Problems
Compute/CPU
If you suspect your CPU resources are slow, the following actors may be affecting your server performance.
CPU Problem | Description |
---|---|
Insufficient Clock Speed | The clock speed of the CPU is too low to execute a workload efficiently. |
Insufficient Cache Memory | The amount of cache memory available is insufficient to execute a workload efficiently. |
High Power Consumption | The power consumption of the CPU is too high to execute a workload efficiently. |
Instruction Mix | The instructions used to execute a workload are not optimal for performance. |
Context Switches | Too many context switches are required to execute a workload, resulting in lower performance. |
Memory Bandwidth | The memory bandwidth available is insufficient to execute a workload efficiently. |
Memory Latency | The latency of memory accesses is too high to execute a workload efficiently. |
I/O Bandwidth | The I/O bandwidth available is insufficient to execute a workload efficiently. |
I/O Latency | The latency of I/O operations is too high to execute a workload efficiently. |
Network Latency | The latency of network requests is too high to execute a workload efficiently. |
Insufficient Threads | The number of threads available is insufficient to execute a workload efficiently. |
Insufficient Cores | The number of cores available is insufficient to execute a workload efficiently. |
Data Dependency | There is a data dependency between instructions, resulting in lower performance. |
Out-of-Order Execution | The CPU cannot execute instructions out-of-order, resulting in lower performance. |
Branch Prediction | The CPU cannot accurately predict branches, resulting in lower performance. |
Compute Intensive | The workload is compute intensive, resulting in lower performance. |
Memory Intensive | The workload is memory intensive, resulting in lower performance. |
I/O Intensive | The workload is I/O intensive, resulting in lower performance. |
Network Intensive | The workload is network intensive, resulting in lower performance. |
Thermal Throttling | The CPU is throttling due to excessive heat, resulting in lower performance. |
Compute/Memory
Memory Problem | Description |
---|---|
Insufficient Memory | The amount of memory available is insufficient to execute a workload efficiently. |
Memory Bandwidth | The memory bandwidth available is insufficient to execute a workload efficiently. |
Memory Latency | The latency of memory accesses is too high to execute a workload efficiently. |
Memory Contention | Multiple threads are competing for access to the same memory, resulting in lower performance. |
Memory Corruption | The data in memory is corrupted, resulting in lower performance. |
Memory Fragmentation | Memory is fragmented, resulting in lower performance. |
Memory Leaks | Memory leaks are occurring, resulting in lower performance. |
Memory Overcommitment | Memory is overcommitted, resulting in lower performance. |
Memory Interleaving | Memory interleaving is not optimal, resulting in lower performance. |
Memory Throttling | Memory throttling is occurring, resulting in lower performance. |
Memory Bank Contention | Multiple memory banks are competing for access, resulting in lower performance. |
Memory Refresh | Memory refresh cycles are taking too long, resulting in lower performance. |
Memory Scrubbing | Memory scrubbing is not optimal, resulting in lower performance. |
Memory Error Correction | Memory error correction is not optimal, resulting in lower performance. |
Memory Clock Speed | The memory clock speed is too low to execute a workload efficiently. |
AWS Lambda
There are several potential reasons why an AWS Lambda function may be running slowly:
- Cold starts
- If your Lambda function has not been invoked recently, it may experience a cold start, which can add extra latency.
- Limited resources
- If your Lambda function is running on a low-memory instance, it may be limited in its ability to process requests quickly.
- Network Latency
- If your Lambda function is running in a remote region or is dependent on other services that are running in a remote region, the network latency can be an issue.

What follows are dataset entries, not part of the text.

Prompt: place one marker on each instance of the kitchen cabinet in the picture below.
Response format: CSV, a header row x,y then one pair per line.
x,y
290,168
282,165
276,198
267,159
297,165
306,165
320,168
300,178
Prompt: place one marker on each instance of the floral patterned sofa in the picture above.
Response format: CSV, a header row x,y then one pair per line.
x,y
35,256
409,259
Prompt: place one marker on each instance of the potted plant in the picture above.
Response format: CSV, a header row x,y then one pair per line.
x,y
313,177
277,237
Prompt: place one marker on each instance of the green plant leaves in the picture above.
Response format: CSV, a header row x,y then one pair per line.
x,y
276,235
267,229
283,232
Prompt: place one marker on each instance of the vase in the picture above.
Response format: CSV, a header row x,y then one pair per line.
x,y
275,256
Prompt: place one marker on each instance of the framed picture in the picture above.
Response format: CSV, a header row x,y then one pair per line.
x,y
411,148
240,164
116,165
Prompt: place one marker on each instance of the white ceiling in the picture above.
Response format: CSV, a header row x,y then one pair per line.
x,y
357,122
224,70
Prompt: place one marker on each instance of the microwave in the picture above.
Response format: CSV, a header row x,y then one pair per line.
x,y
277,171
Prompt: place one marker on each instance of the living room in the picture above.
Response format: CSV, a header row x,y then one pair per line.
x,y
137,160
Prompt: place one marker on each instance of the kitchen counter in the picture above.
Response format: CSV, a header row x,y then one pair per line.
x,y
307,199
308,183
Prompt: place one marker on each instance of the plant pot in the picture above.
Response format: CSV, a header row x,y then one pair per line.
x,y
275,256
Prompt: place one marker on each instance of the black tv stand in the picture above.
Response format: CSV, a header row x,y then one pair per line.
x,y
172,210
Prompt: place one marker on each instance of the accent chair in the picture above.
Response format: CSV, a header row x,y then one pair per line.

- High number of parallel execution
- If there is a high number of parallel executions of the same function, it can cause slow down due to the shared resources.
- Dependency on external service
- If your Lambda function is dependent on an external service, and that service is slow to respond, it can cause the Lambda function to be slow.
- To troubleshoot the issue, you can check the CloudWatch logs for the Lambda function to see if there are any error messages or latency issues. Additionally, you can use the AWS X-Ray service to trace the requests to your Lambda function and identify any bottlenecks.
- You can also try to optimize your function code, for example, by caching data that is used frequently, reducing the number of external requests, or using smaller libraries. Also, you can consider to use provisioned concurrency to avoid cold starts.
- It's also a good practice to monitor the performance of your Lambda function using metrics such as error rate, invocation count, and duration to detect any changes in behavior.